Tiga Regu As’adiyah Galung Beru Semarakkan Gerak Jalan HUT ke-81 RIMedia Asgar Center – Sebanyak 95 barisan dari berbagai satuan pendidikan memeriahkan lomba Gerak Jalan Indah dalam rangka memperingati Hari Ulang Tahun (HUT) ke-81 Kemerdekaan Republik Indonesia tingkat Kecamatan Gantarang, Kabupaten Bulukumba, Minggu (16/8/2026).
Para peserta tampil dengan beragam kreativitas, kekompakan, dan formasi yang mencerminkan semangat kemerdekaan sekaligus menjadi ruang bagi generasi muda untuk menunjukkan kedisiplinan dan kebersamaan.
Di antara puluhan barisan yang tampil, Pondok Pesantren As’adiyah Galung Beru turut mengambil bagian dengan menurunkan tiga regu, yakni satu regu putra dan satu regu putri tingkat MTs serta satu regu tingkat MA.
Sejak persiapan hingga pelaksanaan, para santri menjalani latihan secara intensif.
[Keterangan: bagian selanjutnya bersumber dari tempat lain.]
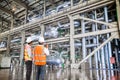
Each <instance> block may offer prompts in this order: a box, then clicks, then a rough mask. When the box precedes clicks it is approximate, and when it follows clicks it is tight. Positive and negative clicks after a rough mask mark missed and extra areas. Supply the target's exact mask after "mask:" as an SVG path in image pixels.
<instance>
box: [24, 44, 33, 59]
mask: <svg viewBox="0 0 120 80" xmlns="http://www.w3.org/2000/svg"><path fill="white" fill-rule="evenodd" d="M28 48H31V47H30V46H29V45H25V48H24V60H25V61H28V60H32V58H31V57H29V55H28V51H27V49H28ZM31 52H32V51H31Z"/></svg>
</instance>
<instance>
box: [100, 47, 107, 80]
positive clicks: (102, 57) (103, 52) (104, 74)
mask: <svg viewBox="0 0 120 80" xmlns="http://www.w3.org/2000/svg"><path fill="white" fill-rule="evenodd" d="M104 54H105V53H104V47H102V48H101V59H102V68H103V69H106V64H105V56H104ZM102 71H103V75H104V76H103V80H106V78H107V77H106V70H102Z"/></svg>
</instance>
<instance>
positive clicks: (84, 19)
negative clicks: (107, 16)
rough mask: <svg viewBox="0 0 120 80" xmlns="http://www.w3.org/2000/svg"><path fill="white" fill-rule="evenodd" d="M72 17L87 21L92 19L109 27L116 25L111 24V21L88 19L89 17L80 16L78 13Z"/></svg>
mask: <svg viewBox="0 0 120 80" xmlns="http://www.w3.org/2000/svg"><path fill="white" fill-rule="evenodd" d="M74 19H83V20H87V21H92V22H95V23H99V24H104V25H106V26H109V27H110V28H111V27H117V25H115V24H111V23H108V22H103V21H98V20H94V19H90V18H85V17H81V16H80V15H76V16H74Z"/></svg>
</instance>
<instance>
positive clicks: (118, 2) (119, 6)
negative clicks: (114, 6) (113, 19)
mask: <svg viewBox="0 0 120 80" xmlns="http://www.w3.org/2000/svg"><path fill="white" fill-rule="evenodd" d="M116 9H117V19H118V25H119V26H118V32H119V38H120V1H119V0H116Z"/></svg>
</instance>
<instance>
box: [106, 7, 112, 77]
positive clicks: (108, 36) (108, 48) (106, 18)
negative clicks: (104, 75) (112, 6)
mask: <svg viewBox="0 0 120 80" xmlns="http://www.w3.org/2000/svg"><path fill="white" fill-rule="evenodd" d="M104 15H105V22H108V9H107V7H104ZM106 28H107V27H106ZM109 37H110V34H107V38H109ZM106 47H107V49H108V50H107V51H106V52H107V53H106V54H108V55H106V56H107V57H108V61H109V60H110V57H112V51H111V43H110V42H108V44H107V45H106ZM107 65H108V68H109V69H111V68H112V69H113V65H112V64H110V61H109V62H108V63H107ZM108 75H109V76H110V75H112V76H113V75H114V72H113V71H112V70H111V71H110V70H109V71H108Z"/></svg>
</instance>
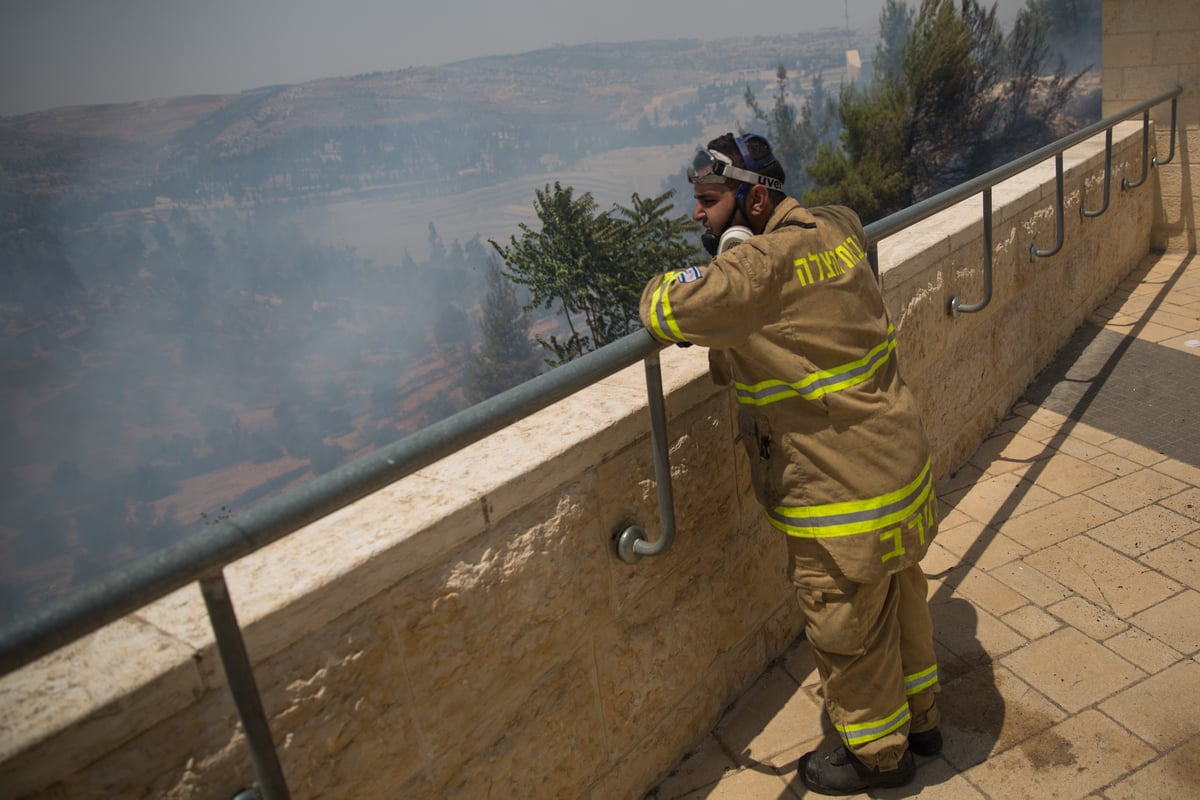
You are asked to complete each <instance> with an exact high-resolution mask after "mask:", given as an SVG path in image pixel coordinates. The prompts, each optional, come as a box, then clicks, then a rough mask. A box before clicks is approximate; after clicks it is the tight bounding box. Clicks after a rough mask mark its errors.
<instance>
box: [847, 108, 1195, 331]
mask: <svg viewBox="0 0 1200 800" xmlns="http://www.w3.org/2000/svg"><path fill="white" fill-rule="evenodd" d="M1182 92H1183V88H1182V86H1175V88H1174V89H1170V90H1168V91H1164V92H1162V94H1159V95H1156V96H1154V97H1151V98H1150V100H1147V101H1142V102H1141V103H1138V104H1136V106H1132V107H1129V108H1127V109H1126V110H1123V112H1118V113H1116V114H1114V115H1111V116H1105V118H1104V119H1103V120H1100V121H1098V122H1093V124H1092V125H1088V126H1087V127H1084V128H1080V130H1079V131H1076V132H1074V133H1070V134H1068V136H1064V137H1063V138H1061V139H1056V140H1055V142H1051V143H1050V144H1048V145H1045V146H1043V148H1038V149H1037V150H1034V151H1033V152H1031V154H1028V155H1025V156H1021V157H1020V158H1016V160H1014V161H1010V162H1008V163H1007V164H1003V166H1001V167H997V168H996V169H992V170H991V172H986V173H984V174H983V175H979V176H977V178H972V179H971V180H968V181H966V182H965V184H959V185H958V186H955V187H953V188H949V190H946V191H944V192H941V193H938V194H935V196H932V197H929V198H925V199H924V200H920V201H919V203H913V204H912V205H910V206H908V207H907V209H904V210H901V211H896V212H895V213H892V215H888V216H887V217H883V218H882V219H877V221H875V222H872V223H871V224H869V225H866V237H868V240H869V241H872V242H875V241H878V240H880V239H883V237H884V236H890V235H892V234H895V233H899V231H901V230H904V229H905V228H907V227H910V225H913V224H916V223H918V222H920V221H922V219H925V218H928V217H931V216H934V215H935V213H937V212H938V211H943V210H946V209H948V207H949V206H952V205H954V204H955V203H960V201H961V200H966V199H967V198H971V197H974V196H976V194H979V193H982V192H984V190H990V188H991V187H994V186H996V185H997V184H1000V182H1001V181H1004V180H1008V179H1009V178H1013V176H1015V175H1018V174H1019V173H1022V172H1025V170H1026V169H1028V168H1030V167H1032V166H1034V164H1037V163H1039V162H1043V161H1045V160H1046V158H1050V157H1051V156H1058V155H1061V154H1062V151H1064V150H1067V149H1068V148H1073V146H1074V145H1076V144H1079V143H1081V142H1084V140H1086V139H1090V138H1091V137H1093V136H1096V134H1097V133H1099V132H1102V131H1108V130H1111V128H1112V126H1114V125H1117V124H1118V122H1123V121H1126V120H1127V119H1129V118H1130V116H1133V115H1134V114H1138V113H1139V112H1142V113H1144V114H1145V115H1146V119H1148V114H1150V109H1151V108H1153V107H1154V106H1158V104H1159V103H1163V102H1166V101H1168V100H1174V98H1177V97H1178V96H1180V95H1181V94H1182ZM1147 143H1148V139H1147V133H1146V126H1145V125H1144V128H1142V149H1144V151H1145V150H1146V149H1147V148H1148V144H1147ZM1171 143H1172V152H1174V143H1175V115H1174V114H1172V115H1171ZM1147 163H1148V160H1145V161H1144V162H1142V166H1144V167H1145V166H1146V164H1147ZM1138 185H1140V181H1139V184H1134V185H1129V186H1126V188H1133V187H1135V186H1138ZM984 216H985V218H984V228H985V233H986V231H990V229H991V215H990V212H986V213H985V215H984ZM983 258H984V261H983V263H984V275H985V277H990V275H991V246H990V240H989V246H988V247H986V249H985V252H984V254H983ZM984 293H985V294H986V296H988V297H990V296H991V285H990V284H989V285H985V287H984ZM985 305H986V303H985V302H979V303H973V305H970V306H967V305H964V303H962V302H961V300H960V299H959V297H958V296H954V297H952V299H950V307H949V313H952V314H956V313H961V312H971V311H979V309H982V308H983V307H984V306H985Z"/></svg>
Ketepatan langkah, kekompakan barisan, disiplin, ketahanan fisik, serta kemampuan mengikuti aba-aba menjadi bagian penting yang dipersiapkan sebelum tampil di hadapan masyarakat.
Kepala MA As’adiyah Galung Beru, Jusman Imam, mengatakan keikutsertaan tiga regu santri dalam Gerak Jalan Indah HUT ke-81 RI bukan semata-mata untuk mengejar prestasi, tetapi menjadi bagian dari proses pembentukan karakter dan pendidikan kebangsaan.
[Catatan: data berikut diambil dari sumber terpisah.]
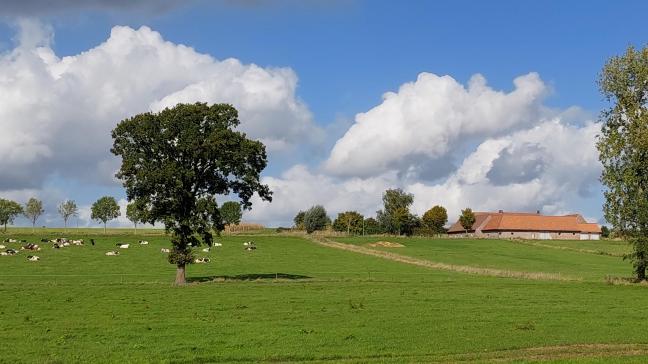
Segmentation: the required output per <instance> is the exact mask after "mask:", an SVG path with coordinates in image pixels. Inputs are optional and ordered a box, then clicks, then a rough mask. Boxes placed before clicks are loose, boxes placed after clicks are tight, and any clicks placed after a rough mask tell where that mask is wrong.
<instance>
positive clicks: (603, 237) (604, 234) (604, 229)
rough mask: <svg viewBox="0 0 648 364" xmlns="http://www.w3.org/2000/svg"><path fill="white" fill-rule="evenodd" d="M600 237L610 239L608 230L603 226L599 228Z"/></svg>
mask: <svg viewBox="0 0 648 364" xmlns="http://www.w3.org/2000/svg"><path fill="white" fill-rule="evenodd" d="M601 237H603V238H609V237H610V228H608V227H607V226H605V225H603V226H601Z"/></svg>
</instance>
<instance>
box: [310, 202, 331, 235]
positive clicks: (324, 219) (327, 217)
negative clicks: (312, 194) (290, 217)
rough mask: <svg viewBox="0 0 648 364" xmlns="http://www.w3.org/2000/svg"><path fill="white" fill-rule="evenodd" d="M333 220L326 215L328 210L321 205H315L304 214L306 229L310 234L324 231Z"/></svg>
mask: <svg viewBox="0 0 648 364" xmlns="http://www.w3.org/2000/svg"><path fill="white" fill-rule="evenodd" d="M330 222H331V219H329V217H328V216H327V215H326V209H324V207H323V206H321V205H315V206H313V207H311V208H310V209H308V210H307V211H306V212H305V213H304V228H305V229H306V232H307V233H308V234H311V233H313V232H314V231H317V230H324V228H326V225H327V224H329V223H330Z"/></svg>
“Gerak jalan ini bukan hanya tentang bagaimana anak-anak mampu berjalan dalam satu barisan dan mengikuti aba-aba. Lebih dari itu, mereka belajar tentang disiplin, kekompakan, tanggung jawab, jiwa korsa, dan bagaimana menghargai perjuangan orang lain dalam mencapai satu tujuan,” ujar Jusman Imam.
Jusman menambahkan, tiga regu yang diturunkan As’adiyah Galung Beru merupakan representasi semangat seluruh warga pesantren untuk terus memberikan ruang kepada santri agar berani tampil, berproses, dan mengambil peran di tengah masyarakat.
Sementara itu, Kepala MTs As’adiyah Galung Beru, Yulianti, M.Pd., mengapresiasi semangat para santri yang mengikuti Gerak Jalan Indah sebagai bagian dari peringatan HUT ke-81 Kemerdekaan RI.
“Anak-anak belajar banyak hal dari kegiatan ini. Mereka belajar disiplin waktu, menjaga kekompakan, mendengarkan instruksi, bertanggung jawab terhadap regunya, sekaligus belajar percaya diri ketika tampil di hadapan masyarakat,” ujar Yulianti.
Yulianti berharap pengalaman mengikuti kegiatan tersebut dapat menjadi kenangan sekaligus bekal berharga bagi para santri.
“Kami ingin mereka pulang bukan hanya membawa cerita tentang perlombaan, tetapi juga membawa pengalaman tentang arti kebersamaan,” tuturnya.
Ia juga menyampaikan apresiasi kepada para pembina, pendamping, dan orang tua yang telah memberikan dukungan selama proses persiapan hingga pelaksanaan lomba.